Great Britain was about to plunge into war, east and west, north and south. Criminal misgovernment at home had produced revolt abroad. Disaster after disaster and disgrace after disgrace were soon to befall the British arms. The Anglo-Saxon race was about to be split in two, and England herself was to fight, if not for her very existence, at least for her honourable place among the nations.
All this Warren Hastings foresaw with that marvellous prevision which made some of his actions look almost prophetic, and determined that, come what might elsewhere, the Star of the East should not be plucked from the British Crown. He was not a soldier. He was an administrator. His task was not to increase but to hold. He was by no means always successful in war, and in all his long rule he never added a province or a district to the area of British India; but what Clive won he held and strengthened during those fateful years when the destiny of Britain as an empire was trembling in the balances of Fate.
Now, to keep India, money was absolutely necessary, and the getting of it was not always work that could be done with kid gloves on, and the greatness of Warren Hastings as Empire-Maker or Holder may be seen in the fact that he deliberately, and with his eyes open, risked his future fortune and reputation in the doing of this work by the only means available.
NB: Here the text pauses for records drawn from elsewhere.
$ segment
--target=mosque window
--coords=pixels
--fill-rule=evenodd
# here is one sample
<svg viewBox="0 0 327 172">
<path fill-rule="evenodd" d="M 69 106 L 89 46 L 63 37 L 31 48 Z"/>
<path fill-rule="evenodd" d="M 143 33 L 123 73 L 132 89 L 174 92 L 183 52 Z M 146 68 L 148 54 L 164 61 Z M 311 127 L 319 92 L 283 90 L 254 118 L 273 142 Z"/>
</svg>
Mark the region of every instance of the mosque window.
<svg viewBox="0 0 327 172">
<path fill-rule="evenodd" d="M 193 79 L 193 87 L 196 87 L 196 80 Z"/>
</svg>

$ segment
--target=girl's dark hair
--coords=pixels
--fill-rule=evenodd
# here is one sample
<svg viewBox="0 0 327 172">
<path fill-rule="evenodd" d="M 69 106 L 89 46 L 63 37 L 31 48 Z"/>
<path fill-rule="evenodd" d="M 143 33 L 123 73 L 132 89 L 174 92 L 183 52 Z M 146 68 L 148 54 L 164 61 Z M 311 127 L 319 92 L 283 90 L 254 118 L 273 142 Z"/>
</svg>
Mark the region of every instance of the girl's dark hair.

He knew that his methods would be censured by his masters and made unscrupulous use of by his enemies, and he said so in so many words, and, careless of criticism and undeterred by the most virulent and treasonable opposition, he succeeded so far that he was able to say with truth that he had rescued one province from infamy, and two from total ruin. It is simply amazing to the dispassionate reader of the present day to watch the needless struggles which were imposed upon this man, already confronted by a titanic task, by the very men who ought to have been the first, for their own sakes and their country’s, to have made his way as smooth and his burdens as light as possible.
The man who may be fairly described as the evil genius of Warren Hastings’ career was that Sir Philip Francis who is generally looked upon as the author of the far-famed Letters of Junius. He and Sir John Clavering, both personal enemies of the Governor-General—as he was now—were sent out as members of the Council, and to the days of their death they never ceased to thwart and embarrass him by every means in their power.
One reason for their enmity was undoubtedly the sordid motive of getting him turned out of the Governor-Generalship in order that one of them might succeed to his office, and that both might share in the fruits of the extortions which, in him, they condemned.
This was not only unjust to Hastings, but it was also a crime against their country, committed at a moment when she had all too much need of such men as he was.
To my mind, at least, there is a very strong resemblance between the savage invective of Junius and the consistent and unscrupulous malevolence with which Sir Philip Francis tried to wreck the life-work of a man at whose table he was not worthy to sit.
Those were days in which political rivalry and personal enmity entailed personal consequences if they were pushed too far. Hastings seemed to have come at length to the conclusion that India was not large enough to hold himself and Francis. He had submitted to insult after insult, and he would have been something more than human if his enemy’s unceasing efforts to make his life a misery and his work a failure had not left some bitterness in his soul, and so one fine day he sat down and embodied his opinion of him in a Minute to the Council, and in this he purposely put words which meant inevitable bloodshed:
“I do not trust to his promise of candour; convinced that he is incapable of it, and that his sole purpose and wish are to embarrass and defeat every measure which I may undertake or which may tend even to promote the public interest if my credit is connected with them.... Every disappointment and misfortune have been aggravated by him, and every fabricated tale of armies devoted to famine and massacre have found their first and most ready way to his office, where it is known they would meet with most welcome reception.... I judge of his public conduct by my experience of his private, which I have found void of truth and honour. This is a severe charge but temperately and deliberately made.”